Prezydium Komisji Krajowej zwraca uwagę, że Komisja Europejska w odpowiedzi
z 11.12.2013 r. na skargę NSZZ „Solidarność” (CHAP/2012/ 2800) wskazuje, że prawodawstwo polskie niesłusznie wyklucza przyuczanie do zawodu lub stosunki pracy zawarte w ramach szczególnego publicznego lub wspieranego przez władze publiczne programu szkolenia, integracji lub przekwalifikowania zawodowego z zakresu ochrony przed zawieraniem nadmiernej liczby następujących po sobie umów na czas określony.

Wątpliwości budzi także propozycja jednostronnego decydowania przez pracodawcę
o zwolnieniu pracownika z obowiązku świadczenia pracy. Pracownik powinien mieć prawo wyrażenia zgody. Takie stanowisko prezentowane jest w orzecznictwie i piśmiennictwie.

Przy okazji zmian wprowadzanych w kodeksie pracy proponuje się także zmiany
o charakterze porządkującym dotyczące ustawy o zatrudnianiu pracowników tymczasowych. Być może zasadne byłoby ujednolicenie treści art. 13 ust. 4 tej ustawy w zakresie obowiązku pracodawcy potwierdzania w formie pisemnej warunków umowy o pracę zawartej
z pracownikiem tymczasowym. Przepis stanowi, że „umowę o pracę zawiera się na piśmie.

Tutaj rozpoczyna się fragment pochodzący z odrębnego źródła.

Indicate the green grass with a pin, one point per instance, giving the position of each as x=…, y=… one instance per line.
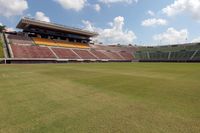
x=1, y=49
x=100, y=98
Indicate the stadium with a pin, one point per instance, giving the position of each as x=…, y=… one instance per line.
x=43, y=42
x=55, y=79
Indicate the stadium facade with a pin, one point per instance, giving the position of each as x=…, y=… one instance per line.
x=44, y=42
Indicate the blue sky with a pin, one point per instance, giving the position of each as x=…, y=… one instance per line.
x=140, y=22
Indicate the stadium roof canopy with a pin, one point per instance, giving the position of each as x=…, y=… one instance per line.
x=27, y=22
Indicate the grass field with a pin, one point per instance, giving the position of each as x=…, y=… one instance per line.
x=1, y=49
x=100, y=98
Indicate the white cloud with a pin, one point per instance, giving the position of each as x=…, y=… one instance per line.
x=191, y=7
x=196, y=39
x=154, y=22
x=76, y=5
x=10, y=29
x=42, y=17
x=118, y=1
x=172, y=36
x=10, y=8
x=113, y=35
x=97, y=7
x=151, y=13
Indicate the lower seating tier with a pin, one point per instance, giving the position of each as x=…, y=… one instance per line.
x=28, y=51
x=21, y=51
x=65, y=53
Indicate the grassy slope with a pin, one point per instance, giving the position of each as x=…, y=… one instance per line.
x=1, y=49
x=100, y=98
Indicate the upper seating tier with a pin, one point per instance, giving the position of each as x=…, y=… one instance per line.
x=59, y=43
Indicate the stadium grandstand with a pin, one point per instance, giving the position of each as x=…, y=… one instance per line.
x=169, y=53
x=44, y=42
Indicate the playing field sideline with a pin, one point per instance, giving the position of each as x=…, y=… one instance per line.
x=100, y=98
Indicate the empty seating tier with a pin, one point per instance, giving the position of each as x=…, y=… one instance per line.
x=126, y=56
x=65, y=53
x=113, y=55
x=84, y=54
x=59, y=43
x=21, y=51
x=19, y=39
x=99, y=54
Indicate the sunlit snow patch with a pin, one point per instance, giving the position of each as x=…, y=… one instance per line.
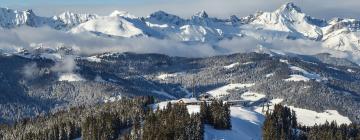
x=165, y=76
x=70, y=77
x=163, y=94
x=308, y=117
x=252, y=96
x=222, y=91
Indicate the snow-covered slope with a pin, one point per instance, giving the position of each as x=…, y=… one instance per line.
x=288, y=22
x=222, y=91
x=247, y=121
x=288, y=18
x=113, y=25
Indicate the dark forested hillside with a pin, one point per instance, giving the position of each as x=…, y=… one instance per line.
x=27, y=93
x=281, y=124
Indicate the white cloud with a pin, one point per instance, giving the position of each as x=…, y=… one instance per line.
x=219, y=8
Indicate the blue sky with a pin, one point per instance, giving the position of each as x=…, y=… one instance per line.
x=219, y=8
x=75, y=2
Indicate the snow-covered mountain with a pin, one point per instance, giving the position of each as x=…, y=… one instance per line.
x=288, y=22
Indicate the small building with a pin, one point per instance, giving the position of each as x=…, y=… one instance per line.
x=206, y=97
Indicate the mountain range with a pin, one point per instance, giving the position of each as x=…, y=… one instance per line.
x=285, y=23
x=42, y=80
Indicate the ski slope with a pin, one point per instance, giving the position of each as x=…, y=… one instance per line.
x=222, y=91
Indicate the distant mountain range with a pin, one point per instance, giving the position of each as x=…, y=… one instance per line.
x=287, y=22
x=42, y=80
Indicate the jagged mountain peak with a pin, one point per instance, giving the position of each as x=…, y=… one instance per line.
x=161, y=16
x=290, y=6
x=117, y=13
x=201, y=14
x=10, y=18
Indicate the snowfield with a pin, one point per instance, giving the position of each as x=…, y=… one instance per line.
x=224, y=90
x=296, y=78
x=308, y=117
x=165, y=76
x=252, y=96
x=246, y=125
x=232, y=65
x=247, y=121
x=70, y=77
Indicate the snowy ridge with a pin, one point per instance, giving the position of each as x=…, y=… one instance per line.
x=222, y=91
x=286, y=22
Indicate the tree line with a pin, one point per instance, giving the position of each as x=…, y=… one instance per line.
x=281, y=124
x=126, y=119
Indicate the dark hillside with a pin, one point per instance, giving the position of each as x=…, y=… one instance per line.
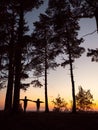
x=49, y=121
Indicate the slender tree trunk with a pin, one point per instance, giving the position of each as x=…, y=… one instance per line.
x=18, y=66
x=72, y=81
x=9, y=92
x=46, y=95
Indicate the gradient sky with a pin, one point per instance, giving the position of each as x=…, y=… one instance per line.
x=85, y=71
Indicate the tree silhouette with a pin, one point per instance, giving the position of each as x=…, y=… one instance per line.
x=22, y=8
x=13, y=41
x=65, y=27
x=84, y=100
x=45, y=50
x=59, y=104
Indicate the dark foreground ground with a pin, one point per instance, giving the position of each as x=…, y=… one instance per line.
x=49, y=121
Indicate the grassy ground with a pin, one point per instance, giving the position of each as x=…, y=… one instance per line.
x=49, y=121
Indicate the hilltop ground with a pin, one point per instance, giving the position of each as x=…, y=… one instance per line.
x=49, y=121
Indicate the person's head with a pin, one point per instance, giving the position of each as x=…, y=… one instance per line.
x=38, y=99
x=25, y=97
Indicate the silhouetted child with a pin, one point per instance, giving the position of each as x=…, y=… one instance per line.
x=38, y=103
x=25, y=100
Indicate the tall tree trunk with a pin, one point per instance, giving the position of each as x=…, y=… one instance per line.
x=9, y=92
x=72, y=81
x=18, y=65
x=46, y=95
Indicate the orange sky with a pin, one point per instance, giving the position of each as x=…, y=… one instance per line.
x=85, y=74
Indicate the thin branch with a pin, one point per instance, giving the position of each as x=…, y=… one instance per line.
x=89, y=33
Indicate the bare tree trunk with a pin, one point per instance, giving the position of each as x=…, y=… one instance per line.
x=18, y=58
x=46, y=95
x=72, y=81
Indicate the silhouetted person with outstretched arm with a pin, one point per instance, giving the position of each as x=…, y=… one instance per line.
x=25, y=100
x=38, y=103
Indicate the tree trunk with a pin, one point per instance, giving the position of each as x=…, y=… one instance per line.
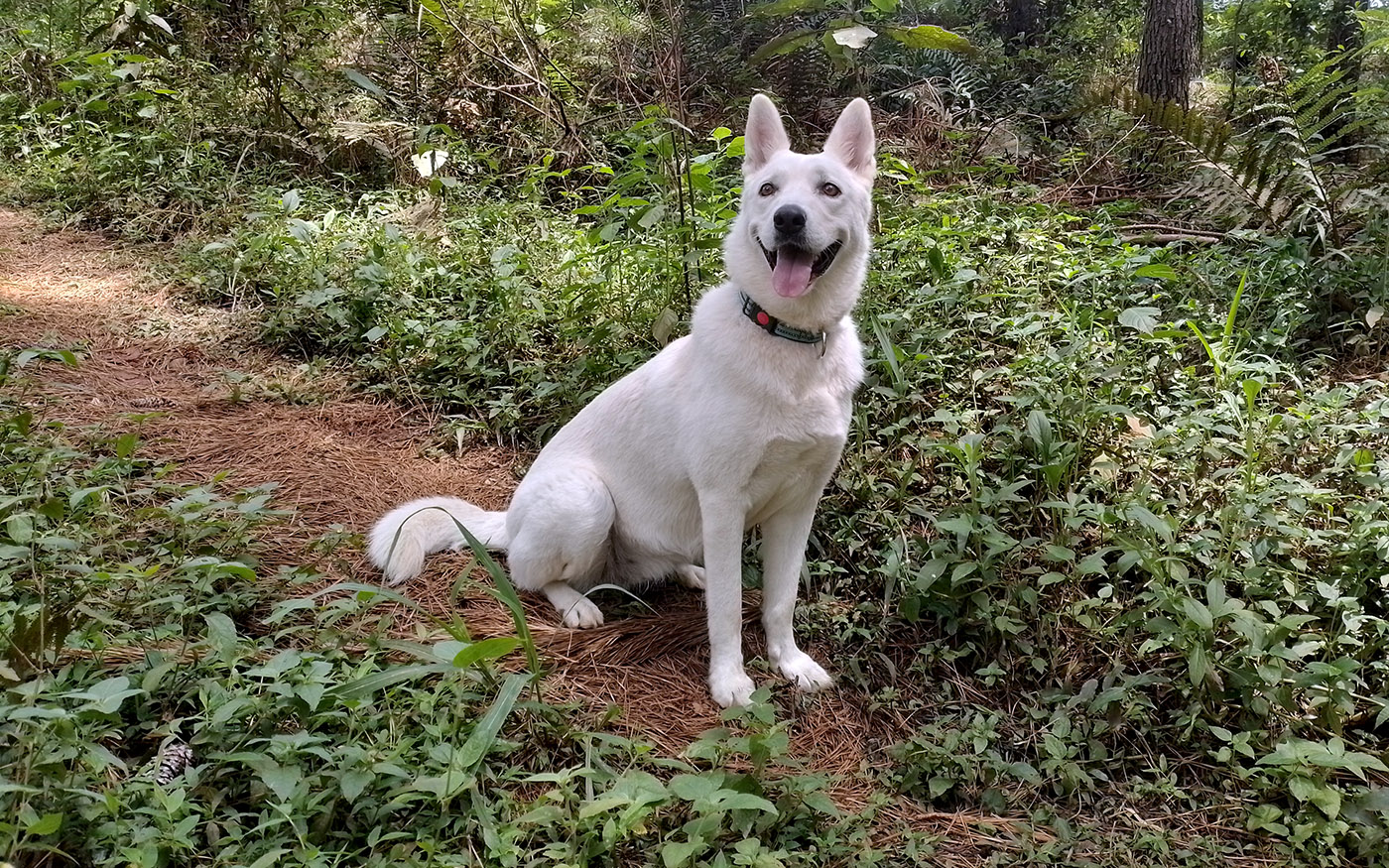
x=1171, y=51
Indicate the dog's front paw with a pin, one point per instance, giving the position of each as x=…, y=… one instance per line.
x=805, y=673
x=582, y=614
x=731, y=687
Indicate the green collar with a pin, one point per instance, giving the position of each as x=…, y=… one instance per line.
x=775, y=326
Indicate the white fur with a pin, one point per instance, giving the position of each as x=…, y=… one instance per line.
x=729, y=428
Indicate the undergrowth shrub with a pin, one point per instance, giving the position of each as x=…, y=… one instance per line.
x=155, y=712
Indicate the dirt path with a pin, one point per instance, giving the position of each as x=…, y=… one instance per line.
x=203, y=396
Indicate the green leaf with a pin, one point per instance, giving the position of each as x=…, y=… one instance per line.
x=367, y=684
x=1198, y=613
x=1160, y=271
x=680, y=853
x=781, y=45
x=694, y=788
x=743, y=802
x=45, y=825
x=488, y=649
x=1141, y=318
x=780, y=9
x=1153, y=523
x=281, y=780
x=931, y=37
x=485, y=733
x=365, y=83
x=107, y=696
x=353, y=782
x=1039, y=428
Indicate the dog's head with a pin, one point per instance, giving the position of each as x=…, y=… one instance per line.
x=801, y=243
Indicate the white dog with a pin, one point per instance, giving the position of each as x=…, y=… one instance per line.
x=736, y=426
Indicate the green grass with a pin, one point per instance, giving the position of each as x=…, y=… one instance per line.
x=1110, y=532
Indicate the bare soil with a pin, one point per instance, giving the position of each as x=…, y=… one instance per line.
x=201, y=393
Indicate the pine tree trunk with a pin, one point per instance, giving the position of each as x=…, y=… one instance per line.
x=1021, y=24
x=1171, y=51
x=1344, y=35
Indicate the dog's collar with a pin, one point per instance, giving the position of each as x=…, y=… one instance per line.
x=775, y=326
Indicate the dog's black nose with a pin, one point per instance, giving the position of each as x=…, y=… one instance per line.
x=789, y=218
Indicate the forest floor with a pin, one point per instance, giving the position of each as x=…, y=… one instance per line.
x=201, y=395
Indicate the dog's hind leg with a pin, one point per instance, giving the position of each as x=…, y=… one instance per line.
x=691, y=576
x=560, y=537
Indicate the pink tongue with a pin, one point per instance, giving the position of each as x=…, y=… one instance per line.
x=791, y=278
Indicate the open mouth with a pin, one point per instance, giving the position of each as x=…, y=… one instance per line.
x=795, y=268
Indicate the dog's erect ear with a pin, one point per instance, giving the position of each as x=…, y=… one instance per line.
x=851, y=141
x=766, y=135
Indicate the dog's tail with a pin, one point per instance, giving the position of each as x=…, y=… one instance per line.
x=402, y=539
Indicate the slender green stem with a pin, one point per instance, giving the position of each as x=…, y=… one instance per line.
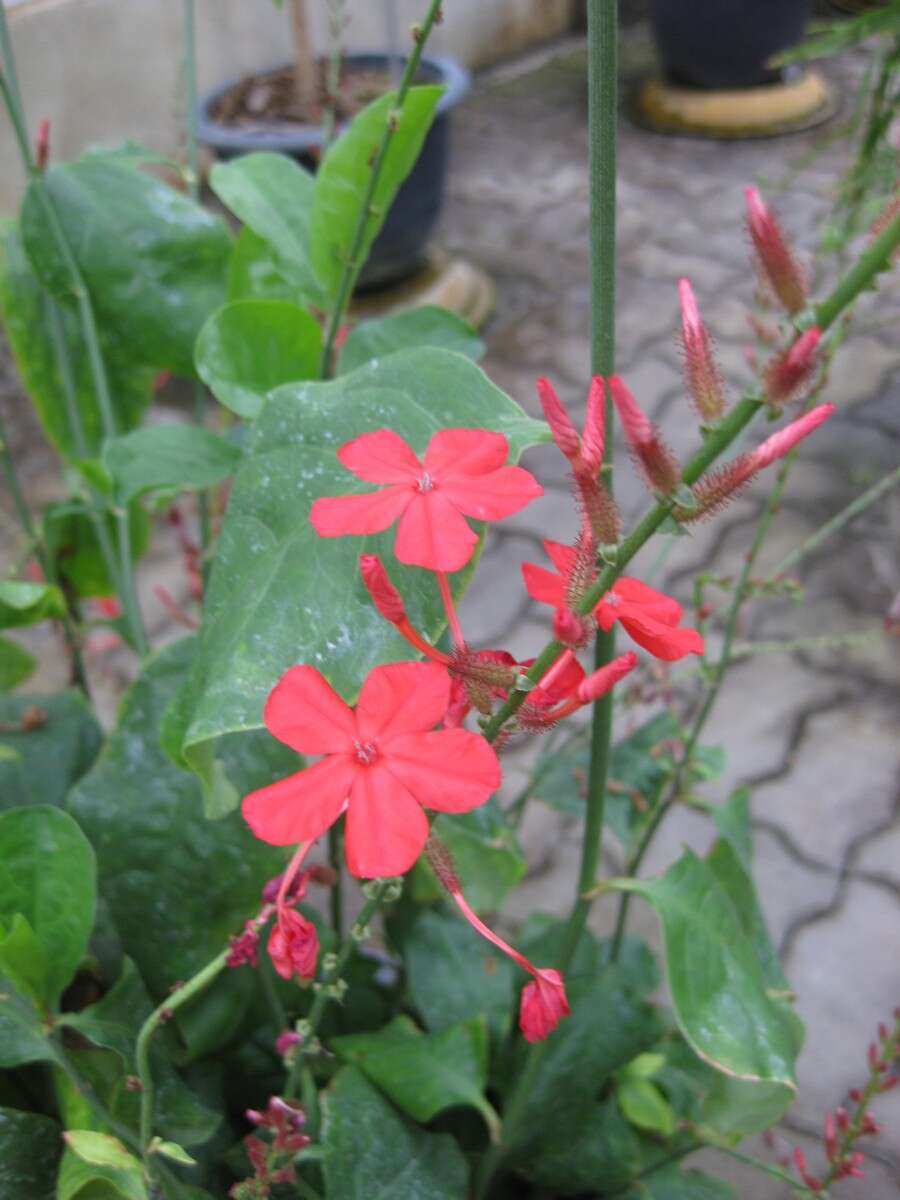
x=838, y=522
x=353, y=264
x=159, y=1017
x=327, y=987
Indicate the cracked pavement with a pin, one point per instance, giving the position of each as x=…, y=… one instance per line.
x=813, y=731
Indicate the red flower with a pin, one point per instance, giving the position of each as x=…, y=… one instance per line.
x=543, y=1005
x=293, y=946
x=461, y=475
x=649, y=617
x=382, y=762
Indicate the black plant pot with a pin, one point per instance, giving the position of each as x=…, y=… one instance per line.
x=725, y=43
x=399, y=250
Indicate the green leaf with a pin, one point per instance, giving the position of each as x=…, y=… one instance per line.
x=29, y=1152
x=273, y=195
x=23, y=603
x=453, y=975
x=177, y=885
x=253, y=346
x=643, y=1105
x=424, y=1074
x=114, y=1024
x=49, y=757
x=123, y=225
x=280, y=594
x=718, y=985
x=28, y=321
x=429, y=325
x=16, y=665
x=486, y=853
x=181, y=457
x=48, y=874
x=372, y=1153
x=345, y=173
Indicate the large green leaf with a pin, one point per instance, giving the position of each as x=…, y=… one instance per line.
x=29, y=1151
x=28, y=321
x=153, y=259
x=345, y=174
x=718, y=984
x=48, y=874
x=372, y=1153
x=177, y=885
x=41, y=762
x=273, y=195
x=421, y=1073
x=253, y=346
x=114, y=1023
x=181, y=457
x=429, y=325
x=280, y=594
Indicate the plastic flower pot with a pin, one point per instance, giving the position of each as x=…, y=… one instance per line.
x=399, y=250
x=725, y=43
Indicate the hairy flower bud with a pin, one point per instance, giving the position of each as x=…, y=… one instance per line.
x=775, y=258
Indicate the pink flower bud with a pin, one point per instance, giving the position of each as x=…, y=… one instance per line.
x=787, y=376
x=561, y=426
x=775, y=258
x=293, y=946
x=701, y=371
x=651, y=454
x=384, y=595
x=605, y=678
x=543, y=1005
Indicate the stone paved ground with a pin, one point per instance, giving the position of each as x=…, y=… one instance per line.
x=814, y=732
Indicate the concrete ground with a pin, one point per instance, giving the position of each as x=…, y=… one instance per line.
x=814, y=731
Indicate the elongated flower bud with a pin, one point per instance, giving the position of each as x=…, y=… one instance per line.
x=651, y=453
x=787, y=376
x=701, y=371
x=605, y=678
x=384, y=595
x=561, y=425
x=775, y=257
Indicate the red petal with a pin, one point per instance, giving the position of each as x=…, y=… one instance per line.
x=385, y=827
x=432, y=534
x=451, y=771
x=495, y=496
x=454, y=453
x=402, y=697
x=301, y=807
x=381, y=457
x=544, y=586
x=333, y=516
x=661, y=640
x=306, y=713
x=660, y=606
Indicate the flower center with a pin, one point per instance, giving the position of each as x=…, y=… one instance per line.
x=366, y=753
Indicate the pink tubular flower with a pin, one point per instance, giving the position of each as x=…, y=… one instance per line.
x=382, y=763
x=651, y=618
x=462, y=474
x=293, y=946
x=775, y=258
x=787, y=375
x=651, y=453
x=701, y=371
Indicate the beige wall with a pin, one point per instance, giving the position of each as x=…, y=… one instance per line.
x=106, y=70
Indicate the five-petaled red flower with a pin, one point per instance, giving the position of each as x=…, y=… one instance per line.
x=383, y=762
x=462, y=474
x=649, y=617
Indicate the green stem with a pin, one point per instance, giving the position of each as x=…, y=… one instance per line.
x=159, y=1017
x=353, y=264
x=325, y=987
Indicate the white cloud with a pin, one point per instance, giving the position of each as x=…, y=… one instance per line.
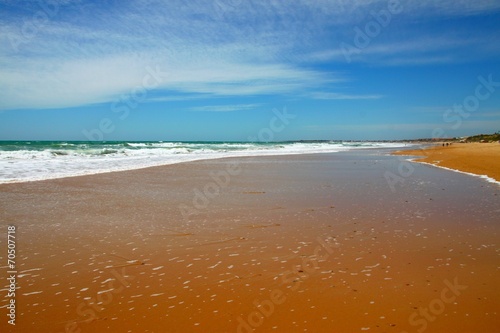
x=225, y=108
x=334, y=96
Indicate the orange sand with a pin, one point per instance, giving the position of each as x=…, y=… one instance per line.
x=288, y=244
x=477, y=158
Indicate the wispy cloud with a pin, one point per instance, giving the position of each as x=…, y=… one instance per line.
x=225, y=108
x=334, y=96
x=84, y=55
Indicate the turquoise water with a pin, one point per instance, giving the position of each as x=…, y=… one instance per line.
x=36, y=160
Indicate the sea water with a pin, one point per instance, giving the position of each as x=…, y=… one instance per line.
x=22, y=161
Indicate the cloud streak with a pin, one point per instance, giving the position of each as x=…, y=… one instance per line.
x=83, y=55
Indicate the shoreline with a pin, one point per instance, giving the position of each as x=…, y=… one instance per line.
x=320, y=235
x=194, y=159
x=476, y=159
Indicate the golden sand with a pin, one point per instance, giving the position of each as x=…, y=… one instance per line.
x=476, y=158
x=325, y=246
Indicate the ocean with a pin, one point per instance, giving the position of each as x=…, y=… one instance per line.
x=22, y=161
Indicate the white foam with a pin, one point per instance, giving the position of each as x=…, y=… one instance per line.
x=32, y=165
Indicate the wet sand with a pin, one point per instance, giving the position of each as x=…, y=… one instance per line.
x=309, y=243
x=476, y=158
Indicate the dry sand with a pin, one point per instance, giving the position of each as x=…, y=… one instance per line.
x=314, y=243
x=476, y=158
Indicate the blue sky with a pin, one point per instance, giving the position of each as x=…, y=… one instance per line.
x=219, y=70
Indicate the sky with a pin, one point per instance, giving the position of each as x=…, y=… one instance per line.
x=238, y=70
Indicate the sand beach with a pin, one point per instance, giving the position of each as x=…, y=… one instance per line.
x=304, y=243
x=476, y=158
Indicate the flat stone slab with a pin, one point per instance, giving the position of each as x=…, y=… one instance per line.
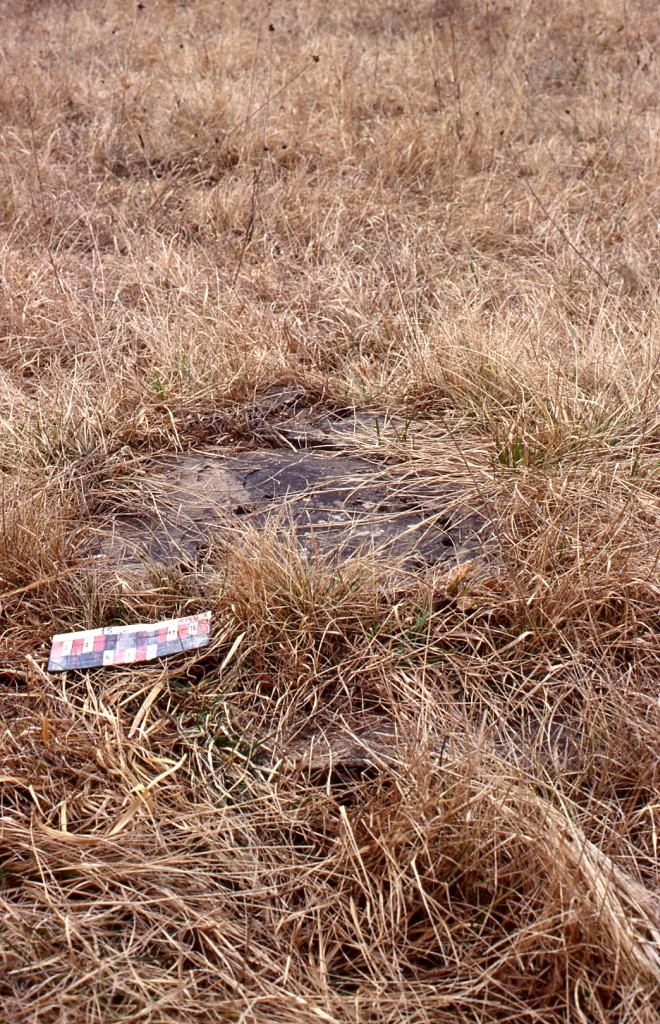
x=336, y=506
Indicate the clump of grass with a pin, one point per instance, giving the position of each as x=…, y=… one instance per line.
x=446, y=217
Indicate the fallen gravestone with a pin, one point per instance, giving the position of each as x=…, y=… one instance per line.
x=337, y=505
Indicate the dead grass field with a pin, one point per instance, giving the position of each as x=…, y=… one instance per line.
x=444, y=212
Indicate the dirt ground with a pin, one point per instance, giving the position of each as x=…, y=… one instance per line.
x=340, y=322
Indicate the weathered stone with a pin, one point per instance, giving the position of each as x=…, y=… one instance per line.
x=336, y=505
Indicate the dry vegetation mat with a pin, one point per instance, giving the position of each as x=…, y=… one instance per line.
x=339, y=322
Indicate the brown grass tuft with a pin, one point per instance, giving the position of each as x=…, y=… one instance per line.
x=382, y=794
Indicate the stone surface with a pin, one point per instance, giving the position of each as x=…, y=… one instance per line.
x=315, y=485
x=337, y=506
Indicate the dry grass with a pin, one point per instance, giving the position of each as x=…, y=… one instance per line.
x=451, y=214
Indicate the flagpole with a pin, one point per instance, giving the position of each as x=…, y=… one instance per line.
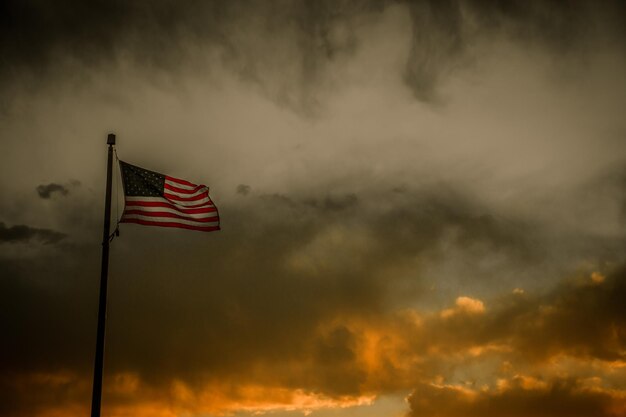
x=96, y=397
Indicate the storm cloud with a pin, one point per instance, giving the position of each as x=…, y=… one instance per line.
x=417, y=198
x=46, y=190
x=24, y=233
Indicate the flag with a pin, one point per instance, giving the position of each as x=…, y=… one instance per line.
x=154, y=199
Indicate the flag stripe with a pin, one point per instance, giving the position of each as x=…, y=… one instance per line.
x=148, y=217
x=170, y=224
x=184, y=192
x=193, y=198
x=164, y=212
x=185, y=204
x=179, y=183
x=158, y=200
x=166, y=204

Jeżeli umowa o pracę nie została zawarta na piśmie, agencja pracy tymczasowej potwierdza pracownikowi tymczasowemu w formie pisemnej warunki zawartej umowy o pracę, nie później niż w drugim dniu wykonywania pracy tymczasowej.”. Natomiast art. 29 § 2 k.p. stanowi, że pracodawca powinien, najpóźniej w dniu rozpoczęcia pracy przez pracownika, potwierdzić pracownikowi na piśmie ustalenia co do stron umowy, rodzaju umowy oraz jej warunków. W naszej ocenie należałoby ujednolicić termin na realizację obowiązku pracodawcy w zakresie potwierdzania warunków zatrudnienia pracownika.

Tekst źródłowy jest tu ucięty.